In [1]:
# ✅ Install dependencies including the new lxml_html_clean
%pip install -q transformers gradio newspaper3k PyMuPDF lxml_html_clean

Note: you may need to restart the kernel to use updated packages.


In [1]:
import gradio as gr
from transformers import pipeline
from newspaper import Article
import fitz  # PyMuPDF

In [2]:
# Load summarization pipeline
try:
    summarizer = pipeline("summarization", model="facebook/bart-large-cnn")
except Exception as e:
    raise RuntimeError(f"❌ Failed to load summarization model: {str(e)}")

model.safetensors:   0%|          | 0.00/1.63G [00:00<?, ?B/s]

To support symlinks on Windows, you either need to activate Developer Mode or to run Python as an administrator. In order to activate developer mode, see this article: https://docs.microsoft.com/en-us/windows/apps/get-started/enable-your-device-for-development


generation_config.json:   0%|          | 0.00/363 [00:00<?, ?B/s]

vocab.json:   0%|          | 0.00/899k [00:00<?, ?B/s]

merges.txt:   0%|          | 0.00/456k [00:00<?, ?B/s]

tokenizer.json:   0%|          | 0.00/1.36M [00:00<?, ?B/s]

Device set to use cpu


In [3]:
# Helper Functions
def extract_text_from_url(url):
    try:
        if not url.startswith("http"):
            return "❌ Invalid URL format. Please include http or https."
        article = Article(url)
        article.download()
        article.parse()
        if not article.text.strip():
            return "❌ No text found in the article."
        return article.text
    except Exception as e:
        return f"❌ Error extracting from URL: {str(e)}"

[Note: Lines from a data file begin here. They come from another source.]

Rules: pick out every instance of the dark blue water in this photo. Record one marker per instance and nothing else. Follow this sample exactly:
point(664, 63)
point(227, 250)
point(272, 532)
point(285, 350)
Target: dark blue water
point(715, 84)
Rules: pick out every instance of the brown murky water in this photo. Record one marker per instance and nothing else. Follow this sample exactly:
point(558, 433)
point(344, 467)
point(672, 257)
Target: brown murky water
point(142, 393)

def extract_text_from_pdf(file):
    try:
        if not file.name.endswith(".pdf"):
            return "❌ Invalid file format. Only PDFs are supported."
        doc = fitz.open(stream=file.read(), filetype="pdf")
        text = ""
        for page in doc:
            text += page.get_text()
        if not text.strip():
            return "❌ No text found in PDF."
        return text
    except Exception as e:
        return f"❌ Error reading PDF: {str(e)}"

In [5]:
# Main summarization logic
def summarize_input(text, url, file, word_length):
    source = "Textbox"

    try:
        if file is not None:
            text = extract_text_from_pdf(file)
            source = "PDF"
        elif url and url.strip():
            text = extract_text_from_url(url)
            source = "URL"
    except Exception as e:
        return f"❌ Failed to extract input: {str(e)}"

    if not text or "❌" in text:
        return text  # return the error message directly

    if len(text.strip()) < 30:
        return (
            f"⚠️ Please provide at least 30 characters of valid content.\n\n"
            f"📝 Current Input Length: {len(text.strip())} characters."
        )

    # Estimate token length from word count (approx. 1 word ≈ 1.3 tokens)
    estimated_max = min(int(word_length * 1.3), 1024)
    estimated_min = max(int(word_length * 0.5), 20)

    try:
        summary_result = summarizer(
            text,
            max_length=estimated_max,
            min_length=estimated_min,
            do_sample=False
        )
        summary = summary_result[0]['summary_text']
    except Exception as e:
        return f"❌ Summarization failed: {str(e)}"

    return (
        f"✅ **Source**: {source}\n"
        f"🧾 **Input Length**: {len(text.strip())} characters\n"
        f"📏 **Target Summary Length**: {word_length} words "
        f"(≈ {estimated_min}-{estimated_max} tokens)\n\n"
        f"### 🧠 Summary:\n{summary}"
    )

In [6]:

# Build UI
with gr.Blocks() as demo:
    gr.Markdown("## 🧠 English Text Summarizer (Text / URL / PDF)")

    with gr.Row():
        text_input = gr.Textbox(label="📄 Paste Text (Optional)", lines=10, placeholder="Type or paste up to 5000 characters...")
        url_input = gr.Textbox(label="🔗 URL (Optional)", placeholder="https://example.com/article")
        file_input = gr.File(label="📎 Upload PDF (Optional)", file_types=[".pdf"])

    word_slider = gr.Slider(
        minimum=30,
        maximum=790,
        value=80,
        step=10,
        label="📝 Desired Summary Length (Words)",
        info="Max supported summary length ≈ 790 words (1024 tokens)."
    )

    summarize_button = gr.Button("🚀 Summarize")
    output = gr.Markdown(elem_id="summary-output")

    summarize_button.click(
        fn=summarize_input,
        inputs=[text_input, url_input, file_input, word_slider],
        outputs=output
    )

demo.launch()

* Running on local URL:  http://127.0.0.1:7860
* To create a public link, set `share=True` in `launch()`.